Department of Justice Simplifies Pardon Certificate Procedure

Stephen Andrews
09 Mar 2023

Getting proof of pardon has just gotten easier. A pardon is applicable for low-level federal marijuana-related convictions. President Biden announced last October a full, unconditional, and absolute pardon for prior federal and D.C. offenses for the simple possession of cannabis. It's estimated that his amnesty will help clear the records of at least 6,000 individuals, some of whom have faced barriers to housing, employment, or education decades after their conviction has been made.

Getting proof of pardon for federal low-level cannabis convictions will get more manageable through a web application supported by the Office of the Pardon Attorney.

The U.S. Department of Justice made the announcement on March 3. The department is launching an online application to make the process easier for people who are eligible to obtain proof of pardon. 

The online application will be available on the Office of the Pardon Attorney's website: Application for Certificate of Pardon

Who qualifies for a pardon?

  • Anyone who, on or before Oct. 6, 2022 (when the President announced the pardon), was charged with or convicted of simple possession of cannabis by either a federal or D.C. Superior court.
  • The person is a U.S. citizen or has a legally regulated residence status at the time of the conviction.
  • The person was a U.S. citizen or a legal permanent resident on Oct. 6, 2022. 

The online application allows eligible individuals to submit documentation to the Office of the Pardon Attorney to receive a certificate that says the convicted was pardoned on Oct. 6, 2022, for simple possession of marihuana. 

The documentation that needs to be submitted includes personal information, case information (such as docket or case number and the code section that was charged), copies of charging documents (indictment, complaint, criminal information, etc.), and conviction documents where the exact date of the sentence is legible. 

The President's pardon assists pardoned cases by removing civil or legal penalties, including restrictions on the right to vote, hold an office, or sit on a jury. The online process makes getting proof of pardon simpler and faster for everyone seeking employment, bonds, licenses, etc.
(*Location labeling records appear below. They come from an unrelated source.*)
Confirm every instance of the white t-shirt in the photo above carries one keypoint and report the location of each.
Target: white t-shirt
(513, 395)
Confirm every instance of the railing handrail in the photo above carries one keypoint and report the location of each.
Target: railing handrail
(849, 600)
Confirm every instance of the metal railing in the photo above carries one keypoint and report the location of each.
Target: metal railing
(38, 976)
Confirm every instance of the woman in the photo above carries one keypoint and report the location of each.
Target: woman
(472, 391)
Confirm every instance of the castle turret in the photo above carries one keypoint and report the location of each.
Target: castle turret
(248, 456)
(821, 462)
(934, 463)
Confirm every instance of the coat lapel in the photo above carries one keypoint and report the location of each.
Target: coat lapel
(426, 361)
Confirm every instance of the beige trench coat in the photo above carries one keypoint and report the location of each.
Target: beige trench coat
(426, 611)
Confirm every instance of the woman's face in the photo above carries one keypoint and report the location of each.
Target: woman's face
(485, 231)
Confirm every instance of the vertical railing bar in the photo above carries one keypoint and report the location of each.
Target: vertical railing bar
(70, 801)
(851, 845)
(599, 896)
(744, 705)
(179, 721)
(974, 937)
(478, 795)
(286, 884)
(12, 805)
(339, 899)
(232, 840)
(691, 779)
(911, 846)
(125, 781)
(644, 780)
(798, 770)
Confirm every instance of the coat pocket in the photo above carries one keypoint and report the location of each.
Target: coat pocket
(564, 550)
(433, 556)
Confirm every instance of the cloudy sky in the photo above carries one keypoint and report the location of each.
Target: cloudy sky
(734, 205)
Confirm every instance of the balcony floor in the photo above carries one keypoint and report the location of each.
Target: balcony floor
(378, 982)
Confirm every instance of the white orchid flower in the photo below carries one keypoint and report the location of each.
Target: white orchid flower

President Biden said last October that the pardon is here to "help relieve the consequences arising from these [low-level marijuana-related] convictions." 

Those convicted of a state-level cannabis offense do not qualify for the President's pardon. However, Biden has instructed governors to follow suit and implement similar state-level pardons. Last November, governor Kathy Brown of Oregon was the first to announce state-level pardons, which will benefit nearly 50,000 cases. More state governors are expected to announce pardons soon for the same category of low-level cannabis-related offenses.